Further, in step S1, the ratio of spirulina powder to distilled water was 1g:20 mL.
Further, in step S1, after the spirulina powder is mixed with distilled water and stirred uniformly, it is leached at 90 ℃ for 2 hours, and the leaching is repeated twice.
Further, in step S2, after the leaching solution was filtered, the resulting filtrate was rotary evaporated at 52 ℃ to 25% of the original volume, and then centrifuged to collect the supernatant.
Further, in step S4, the redissolved solution and the elution reagent are mixed at a volume ratio of 4:1, stirred at room temperature for 60min, centrifuged for 15min, the supernatant is collected, and after repeated elution, the collected supernatants are combined.
Further, in step S4, the elution reagent is prepared by mixing chloroform and n-butanol at a volume ratio of 4: 1.
Further, in step S5, the dialysis bag used had a molecular weight cut-off of 3000Da and was dialyzed with distilled water for 3 days, during which the dialysis water was changed every 6 hours.
Further, in steps S2 and S4, the rotation speed of the centrifugal process is 12000 rpm.
The invention also aims to disclose the application of the spirulina polysaccharide proinflammatory enzyme inducer prepared by the preparation method in cellular immune regulation.
Further, the spirulina polysaccharide proinflammatory enzyme inducer is used for promoting the protein expression of COX-2 and iNOS of macrophages in cellular immune regulation.

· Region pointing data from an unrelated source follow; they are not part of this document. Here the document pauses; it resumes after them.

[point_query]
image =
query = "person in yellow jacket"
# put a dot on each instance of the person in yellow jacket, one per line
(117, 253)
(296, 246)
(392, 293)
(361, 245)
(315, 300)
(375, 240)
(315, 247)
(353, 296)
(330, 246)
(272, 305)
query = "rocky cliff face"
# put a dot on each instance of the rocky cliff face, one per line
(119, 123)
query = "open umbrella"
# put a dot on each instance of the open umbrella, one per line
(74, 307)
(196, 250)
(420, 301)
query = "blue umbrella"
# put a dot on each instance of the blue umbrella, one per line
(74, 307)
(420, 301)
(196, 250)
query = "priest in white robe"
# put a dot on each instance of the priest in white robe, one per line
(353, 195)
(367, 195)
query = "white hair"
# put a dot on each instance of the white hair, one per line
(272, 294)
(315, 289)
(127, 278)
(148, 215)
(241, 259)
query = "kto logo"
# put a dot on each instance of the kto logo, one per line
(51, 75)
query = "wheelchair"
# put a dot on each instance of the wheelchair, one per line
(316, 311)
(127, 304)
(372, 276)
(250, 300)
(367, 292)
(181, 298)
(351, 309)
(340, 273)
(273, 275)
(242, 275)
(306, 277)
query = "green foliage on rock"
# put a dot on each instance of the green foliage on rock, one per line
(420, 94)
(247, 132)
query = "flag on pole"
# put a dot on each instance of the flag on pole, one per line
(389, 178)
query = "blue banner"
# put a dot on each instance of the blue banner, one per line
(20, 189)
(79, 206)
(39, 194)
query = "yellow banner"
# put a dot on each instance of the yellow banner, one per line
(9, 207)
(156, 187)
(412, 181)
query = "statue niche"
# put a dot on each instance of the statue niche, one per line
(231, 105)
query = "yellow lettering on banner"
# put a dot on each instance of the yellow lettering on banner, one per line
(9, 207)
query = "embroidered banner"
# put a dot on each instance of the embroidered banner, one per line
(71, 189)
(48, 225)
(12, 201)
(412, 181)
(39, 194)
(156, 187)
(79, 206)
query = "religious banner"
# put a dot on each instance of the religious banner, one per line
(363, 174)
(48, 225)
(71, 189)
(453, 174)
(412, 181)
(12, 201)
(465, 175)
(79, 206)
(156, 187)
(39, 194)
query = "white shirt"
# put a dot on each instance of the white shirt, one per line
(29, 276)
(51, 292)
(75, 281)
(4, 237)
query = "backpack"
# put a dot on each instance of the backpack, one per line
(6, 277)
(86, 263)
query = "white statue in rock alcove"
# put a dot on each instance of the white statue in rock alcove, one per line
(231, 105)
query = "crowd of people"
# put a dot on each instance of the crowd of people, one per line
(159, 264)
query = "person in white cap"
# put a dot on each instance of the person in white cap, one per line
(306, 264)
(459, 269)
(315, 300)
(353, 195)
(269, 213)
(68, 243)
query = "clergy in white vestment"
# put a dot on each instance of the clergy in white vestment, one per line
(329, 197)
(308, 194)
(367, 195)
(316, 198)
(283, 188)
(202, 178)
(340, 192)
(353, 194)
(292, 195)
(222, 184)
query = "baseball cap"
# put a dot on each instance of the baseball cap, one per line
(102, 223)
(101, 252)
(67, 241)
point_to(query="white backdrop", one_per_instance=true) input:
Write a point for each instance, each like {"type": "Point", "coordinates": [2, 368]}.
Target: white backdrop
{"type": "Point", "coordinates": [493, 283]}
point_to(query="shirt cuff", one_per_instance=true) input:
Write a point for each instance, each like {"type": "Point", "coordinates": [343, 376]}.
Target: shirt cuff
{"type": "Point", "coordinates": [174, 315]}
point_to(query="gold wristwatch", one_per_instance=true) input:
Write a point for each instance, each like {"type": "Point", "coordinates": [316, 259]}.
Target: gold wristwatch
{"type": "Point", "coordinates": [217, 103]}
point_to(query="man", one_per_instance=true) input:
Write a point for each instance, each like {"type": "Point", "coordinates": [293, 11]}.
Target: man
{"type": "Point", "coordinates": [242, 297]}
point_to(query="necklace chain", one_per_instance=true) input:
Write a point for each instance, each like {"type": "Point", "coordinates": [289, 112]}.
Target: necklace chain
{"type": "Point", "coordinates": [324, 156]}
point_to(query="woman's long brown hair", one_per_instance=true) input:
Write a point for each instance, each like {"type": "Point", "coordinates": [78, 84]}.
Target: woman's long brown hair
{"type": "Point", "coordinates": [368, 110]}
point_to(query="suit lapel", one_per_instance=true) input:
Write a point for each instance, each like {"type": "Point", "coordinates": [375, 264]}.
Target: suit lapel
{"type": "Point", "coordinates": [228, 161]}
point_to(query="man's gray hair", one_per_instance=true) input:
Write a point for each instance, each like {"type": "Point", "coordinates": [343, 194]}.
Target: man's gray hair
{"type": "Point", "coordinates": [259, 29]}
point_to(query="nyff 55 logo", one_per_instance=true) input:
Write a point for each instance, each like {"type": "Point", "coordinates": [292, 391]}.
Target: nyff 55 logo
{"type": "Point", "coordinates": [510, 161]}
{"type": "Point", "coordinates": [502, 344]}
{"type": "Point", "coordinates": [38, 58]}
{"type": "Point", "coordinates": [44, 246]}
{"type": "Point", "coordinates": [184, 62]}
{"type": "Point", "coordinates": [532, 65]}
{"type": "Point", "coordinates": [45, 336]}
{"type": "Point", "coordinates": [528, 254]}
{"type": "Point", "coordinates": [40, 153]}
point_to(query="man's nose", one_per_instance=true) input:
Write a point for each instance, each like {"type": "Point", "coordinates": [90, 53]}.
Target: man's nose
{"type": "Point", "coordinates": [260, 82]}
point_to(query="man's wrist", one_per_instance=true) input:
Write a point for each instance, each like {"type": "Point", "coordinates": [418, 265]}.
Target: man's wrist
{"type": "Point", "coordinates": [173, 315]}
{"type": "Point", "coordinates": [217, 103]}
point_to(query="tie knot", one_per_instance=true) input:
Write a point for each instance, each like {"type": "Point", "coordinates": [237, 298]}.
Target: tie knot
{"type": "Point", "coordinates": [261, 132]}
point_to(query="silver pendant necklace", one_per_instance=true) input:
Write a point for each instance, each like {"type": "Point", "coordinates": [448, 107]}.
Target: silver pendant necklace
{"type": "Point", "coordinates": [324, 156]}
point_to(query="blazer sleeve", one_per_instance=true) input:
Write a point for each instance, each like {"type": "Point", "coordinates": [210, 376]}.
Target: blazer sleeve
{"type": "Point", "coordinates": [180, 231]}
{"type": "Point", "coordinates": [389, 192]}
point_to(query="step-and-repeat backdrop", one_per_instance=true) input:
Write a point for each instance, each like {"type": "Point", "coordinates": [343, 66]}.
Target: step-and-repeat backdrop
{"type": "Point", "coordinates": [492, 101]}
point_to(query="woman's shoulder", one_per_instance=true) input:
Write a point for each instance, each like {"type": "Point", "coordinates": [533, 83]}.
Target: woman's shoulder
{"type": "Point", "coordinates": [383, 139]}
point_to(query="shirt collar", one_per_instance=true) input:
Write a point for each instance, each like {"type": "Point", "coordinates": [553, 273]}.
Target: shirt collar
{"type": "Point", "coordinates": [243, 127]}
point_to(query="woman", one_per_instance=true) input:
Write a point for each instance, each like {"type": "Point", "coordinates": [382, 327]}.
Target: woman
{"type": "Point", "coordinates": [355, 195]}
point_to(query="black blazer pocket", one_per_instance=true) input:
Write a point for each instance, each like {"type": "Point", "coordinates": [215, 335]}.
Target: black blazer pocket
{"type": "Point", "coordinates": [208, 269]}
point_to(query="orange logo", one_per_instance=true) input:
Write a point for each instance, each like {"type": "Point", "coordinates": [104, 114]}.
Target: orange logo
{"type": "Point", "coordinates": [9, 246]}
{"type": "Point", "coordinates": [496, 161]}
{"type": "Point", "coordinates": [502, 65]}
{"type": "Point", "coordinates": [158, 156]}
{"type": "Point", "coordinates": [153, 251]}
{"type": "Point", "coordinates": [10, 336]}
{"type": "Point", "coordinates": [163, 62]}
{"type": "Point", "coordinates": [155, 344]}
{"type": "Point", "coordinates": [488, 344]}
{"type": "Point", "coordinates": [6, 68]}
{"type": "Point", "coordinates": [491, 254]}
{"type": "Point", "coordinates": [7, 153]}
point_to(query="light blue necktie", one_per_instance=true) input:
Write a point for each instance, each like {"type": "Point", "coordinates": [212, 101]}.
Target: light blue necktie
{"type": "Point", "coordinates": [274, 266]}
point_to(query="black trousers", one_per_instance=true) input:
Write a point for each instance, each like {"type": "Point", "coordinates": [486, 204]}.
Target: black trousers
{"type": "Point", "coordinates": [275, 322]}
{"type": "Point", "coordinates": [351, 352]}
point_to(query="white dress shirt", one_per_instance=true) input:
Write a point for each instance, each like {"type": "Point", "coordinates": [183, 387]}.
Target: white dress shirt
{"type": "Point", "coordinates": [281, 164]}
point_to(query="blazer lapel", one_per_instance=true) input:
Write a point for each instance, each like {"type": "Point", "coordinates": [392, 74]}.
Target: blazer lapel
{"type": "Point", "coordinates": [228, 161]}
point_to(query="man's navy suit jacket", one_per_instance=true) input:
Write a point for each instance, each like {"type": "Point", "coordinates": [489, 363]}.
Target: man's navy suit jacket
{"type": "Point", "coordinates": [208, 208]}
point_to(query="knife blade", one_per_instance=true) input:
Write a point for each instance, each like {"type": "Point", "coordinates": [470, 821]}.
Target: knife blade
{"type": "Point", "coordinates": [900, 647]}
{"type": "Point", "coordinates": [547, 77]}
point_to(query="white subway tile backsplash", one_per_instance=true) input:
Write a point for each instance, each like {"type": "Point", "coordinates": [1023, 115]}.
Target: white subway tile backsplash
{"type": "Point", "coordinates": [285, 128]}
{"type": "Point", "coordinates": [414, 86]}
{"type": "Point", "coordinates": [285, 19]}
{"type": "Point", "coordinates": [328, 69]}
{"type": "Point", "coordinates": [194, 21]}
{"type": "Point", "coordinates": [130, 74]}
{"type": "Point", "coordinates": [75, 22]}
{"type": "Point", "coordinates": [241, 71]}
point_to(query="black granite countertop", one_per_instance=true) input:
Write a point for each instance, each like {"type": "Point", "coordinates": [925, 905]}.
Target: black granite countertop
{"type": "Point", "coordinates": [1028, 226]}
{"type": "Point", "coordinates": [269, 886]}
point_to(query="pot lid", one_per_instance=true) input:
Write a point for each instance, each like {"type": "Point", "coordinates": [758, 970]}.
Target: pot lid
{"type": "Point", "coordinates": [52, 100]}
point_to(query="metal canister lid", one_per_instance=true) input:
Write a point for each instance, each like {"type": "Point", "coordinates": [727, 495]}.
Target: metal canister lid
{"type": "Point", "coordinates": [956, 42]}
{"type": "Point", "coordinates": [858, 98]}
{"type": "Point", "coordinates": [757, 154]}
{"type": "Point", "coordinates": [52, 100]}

Compared with the prior art, the technical scheme of the invention has the beneficial effects that:
1. the preparation method of the spirulina polysaccharide proinflammatory enzyme inducer has the advantages of reasonable design, simple process, feasible operation, good repeated reproducibility, low protein content in the obtained product and higher purity;
2. the spirulina polysaccharide proinflammatory enzyme inducer does not need to use a large amount of toxic solvents in the preparation process, has good safety and mild preparation conditions, the obtained product has a stable structure, the bioactivity of the spirulina polysaccharide proinflammatory enzyme inducer can be ensured, and raw materials, instruments and reagents used in the preparation method are easy to obtain, so that the preparation cost is low, and the preparation method has good repeatability and is suitable for popularization;
3. the spirulina polysaccharide proinflammatory enzyme inducer can be applied to cellular immunoregulation and can promote the expression of COX-2 and iNOS proteins of macrophages, so that the spirulina polysaccharide proinflammatory enzyme inducer can be used as a scientific research reference basis for further research and development and application of spirulina polysaccharide.
Drawings
FIG. 1 is a high performance gel permeation chromatogram of a Spirulina polysaccharide proinflammatory enzyme inducer;
FIG. 2 is an ion chromatogram of a spirulina polysaccharide proinflammatory enzyme inducer;
FIG. 3 is an infrared spectrum of a spirulina polysaccharide proinflammatory enzyme inducer;
FIG. 4 is a Western blotting test result chart of the pro-inflammatory enzyme inducer of spirulina polysaccharide.
Detailed Description
The present invention is further illustrated by the following detailed description, which is a preferred embodiment of the invention. It should be understood that the embodiments described in the specification are only for the purpose of illustrating the present invention and not for the purpose of limiting the same, parameters, proportions, etc. of the embodiments may be selected as appropriate without substantially affecting the result, and any modification made within the scope of the claims of the present invention is within the scope of the claims of the present invention, and thus the scope of the claims of the present invention is not limited thereto.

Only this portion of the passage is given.